Aytu BioScience is a commercial-stage specialty pharmaceutical company focused on global commercialization of novel products addressing significant medical needs. The company currently markets Natesto®, the only FDA-approved nasal formulation of testosterone for men with hypogonadism (low testosterone, or “Low T”). Aytu also has exclusive U.S. and Canadian rights to ZolpiMist™, an FDA-approved, commercial-stage prescription sleep aid indicated for the short-term treatment of insomnia characterized by difficulties with sleep initiation. Aytu recently acquired exclusive U.S. commercial rights to Tuzistra® XR, the only FDA-approved 12-hour codeine-based antitussive syrup. Tuzistra XR is a prescription antitussive consisting of codeine polistirex and chlorpheniramine polistirex in an extended-release oral suspension. Additionally, Aytu is developing MiOXSYS®, a novel, rapid semen analysis system with the potential to become a standard of care for the diagnosis and management of male infertility caused by oxidative stress. MiOXSYS is commercialized outside of the U.S. where it is a CE Marked, Health Canada cleared, Australian TGA approved, Mexican COFEPRAS approved product, and Aytu is planning U.S.-based clinical trials in pursuit of 510k de novo medical device clearance by the FDA. Aytu’s strategy is to continue building its portfolio of revenue-generating products, leveraging its focused commercial team and expertise to build leading brands within large therapeutic markets. For more information visit aytubio.com.

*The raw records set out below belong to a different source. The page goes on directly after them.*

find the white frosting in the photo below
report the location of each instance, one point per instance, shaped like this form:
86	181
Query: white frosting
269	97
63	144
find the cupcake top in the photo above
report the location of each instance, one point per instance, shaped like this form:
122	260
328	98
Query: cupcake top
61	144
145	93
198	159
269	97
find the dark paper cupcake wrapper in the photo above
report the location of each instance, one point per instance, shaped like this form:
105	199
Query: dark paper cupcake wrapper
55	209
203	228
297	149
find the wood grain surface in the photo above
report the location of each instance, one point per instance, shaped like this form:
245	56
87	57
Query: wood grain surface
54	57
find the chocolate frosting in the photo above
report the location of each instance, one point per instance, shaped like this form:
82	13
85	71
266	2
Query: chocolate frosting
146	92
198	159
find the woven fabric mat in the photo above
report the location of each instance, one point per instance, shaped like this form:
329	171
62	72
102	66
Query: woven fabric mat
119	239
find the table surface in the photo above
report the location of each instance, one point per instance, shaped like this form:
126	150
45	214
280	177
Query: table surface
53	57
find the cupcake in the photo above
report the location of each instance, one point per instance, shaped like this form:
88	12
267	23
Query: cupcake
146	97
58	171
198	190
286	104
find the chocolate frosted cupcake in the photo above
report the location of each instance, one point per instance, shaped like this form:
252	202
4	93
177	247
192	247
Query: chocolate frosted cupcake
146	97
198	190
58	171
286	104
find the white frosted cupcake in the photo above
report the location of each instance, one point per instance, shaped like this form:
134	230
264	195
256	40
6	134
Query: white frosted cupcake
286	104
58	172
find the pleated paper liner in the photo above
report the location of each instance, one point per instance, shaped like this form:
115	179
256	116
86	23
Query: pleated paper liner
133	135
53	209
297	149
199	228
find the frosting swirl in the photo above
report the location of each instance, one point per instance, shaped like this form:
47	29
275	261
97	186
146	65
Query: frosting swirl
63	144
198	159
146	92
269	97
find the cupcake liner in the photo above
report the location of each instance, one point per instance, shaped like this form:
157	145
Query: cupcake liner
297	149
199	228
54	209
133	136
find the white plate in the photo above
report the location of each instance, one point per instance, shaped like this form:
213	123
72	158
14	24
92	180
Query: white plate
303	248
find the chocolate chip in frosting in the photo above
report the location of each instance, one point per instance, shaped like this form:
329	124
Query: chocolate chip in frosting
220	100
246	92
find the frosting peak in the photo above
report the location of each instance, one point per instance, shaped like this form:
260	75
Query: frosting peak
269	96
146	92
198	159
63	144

Forward-Looking Statements

This press release includes forward-looking statements within the meaning of Section 27A of the Securities Act of 1933, as amended, and Section 21E of the Securities Exchange Act of 1934, or the Exchange Act. All statements other than statements of historical facts contained in this presentation, are forward-looking statements. Forward looking statements are generally written in the future tense and/or are preceded by words such as ”may,” ”will,” ”should,” ”forecast,” ”could,” ”expect,” ”suggest,” ”believe,” ”estimate,” ”continue,” ”anticipate,” ”intend,” ”plan,” “prospects” or similar words, or the negatives of such terms or other variations on such terms or comparable terminology. These statements are just predictions and are subject to risks and uncertainties that could cause the actual events or results to differ materially. These risks and uncertainties include, among others: risks relating to gaining market acceptance of our products, obtaining reimbursement by third-party payors, the potential future commercialization of our product candidates, the anticipated start dates, durations and completion dates, as well as the potential future results, of our ongoing and future clinical trials, the anticipated designs of our future clinical trials, anticipated future regulatory submissions and events, our anticipated future cash position and future events under our current and potential future collaboration. We also refer you to the risks described in ”Risk Factors” in Part I, Item 1A of the Company’s Annual Report on Form 10-K and in the other reports and documents we file with the Securities and Exchange Commission from time to time.